The relief lasted maybe one minute before reality came rudely butting back in.
Gid had taken the helm and picked up where the Vee left off, and Po was crawling under the flightpanel with an intense expression of focus.
“This is bad,” she said, her voice muffled. “This is real bad.”
“Are we going to crash?” Sophie asked worriedly, clinging to her brother and father.
Po didn’t answer.
“Try to avoid crashing,” Reece advised as he knelt beside one of the Vees and dug through its pockets until he found two tiny purple vials. He pocketed them and stood. “Nivy and I are going to go finish what we came for.”
“Reece,” Hayden began, face pained. “…Be careful.”
Reece spun and fled from the bridge at a ground-eating pace, his dress shoes clapping against shiny wooden floors. There wasn’t time to look back. There wasn’t time to look ahead. He just had to run, run and hope he wasn’t too late.
Most of the heliocraft’s footage went into its huge, open-ceilinged ballroom, which looked up into a cloudy sky largely obscured by the ship’s balloons.
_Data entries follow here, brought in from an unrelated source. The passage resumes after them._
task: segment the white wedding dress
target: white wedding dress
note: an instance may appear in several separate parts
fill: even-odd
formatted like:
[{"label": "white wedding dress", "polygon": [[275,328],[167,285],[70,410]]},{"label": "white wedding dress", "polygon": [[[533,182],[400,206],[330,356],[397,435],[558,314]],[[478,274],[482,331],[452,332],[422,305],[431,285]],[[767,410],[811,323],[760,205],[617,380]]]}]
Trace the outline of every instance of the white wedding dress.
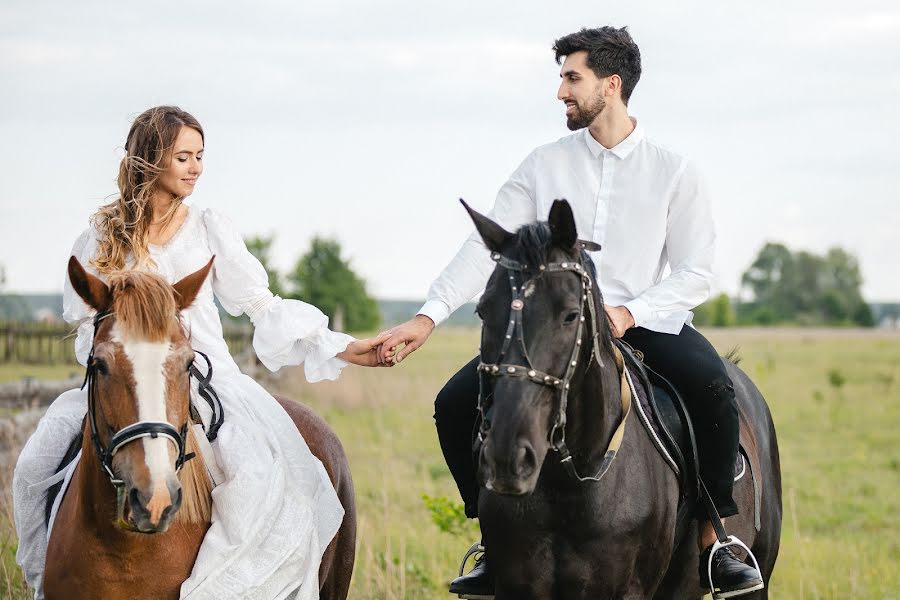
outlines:
[{"label": "white wedding dress", "polygon": [[[96,245],[96,231],[88,229],[72,250],[91,271]],[[287,413],[238,369],[225,344],[213,296],[232,315],[250,317],[255,326],[253,347],[271,370],[302,363],[309,381],[336,379],[347,363],[335,355],[353,338],[330,331],[328,318],[316,307],[273,296],[265,269],[231,222],[215,210],[189,207],[174,237],[163,246],[151,245],[150,253],[158,273],[171,283],[216,257],[212,274],[182,314],[191,344],[209,355],[212,386],[224,408],[225,422],[212,444],[224,481],[213,490],[212,525],[193,572],[182,585],[181,597],[318,598],[319,563],[340,527],[343,508],[322,463],[309,451]],[[93,311],[68,278],[63,302],[65,319],[81,323],[75,352],[85,364],[93,337],[88,317]],[[205,361],[198,364],[205,371]],[[194,404],[203,413],[206,403],[195,399]],[[36,589],[36,598],[42,597],[48,541],[44,525],[47,480],[86,411],[86,391],[62,394],[50,405],[16,465],[16,560]]]}]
Two obtruding tiers of balconies framed the room, held aloft by gilded columns, while an elevated, slowly-spinning stage in its center—like a giant music box—supported the masked orchestra. With the lights bouncing reflections off the face of the black marble floors, it looked like the dancers were stepping over a dark, quiet sea. The only thing to ruin the illusion was the snow sneaking in through the ceiling and joining the dancers in twirling across the room.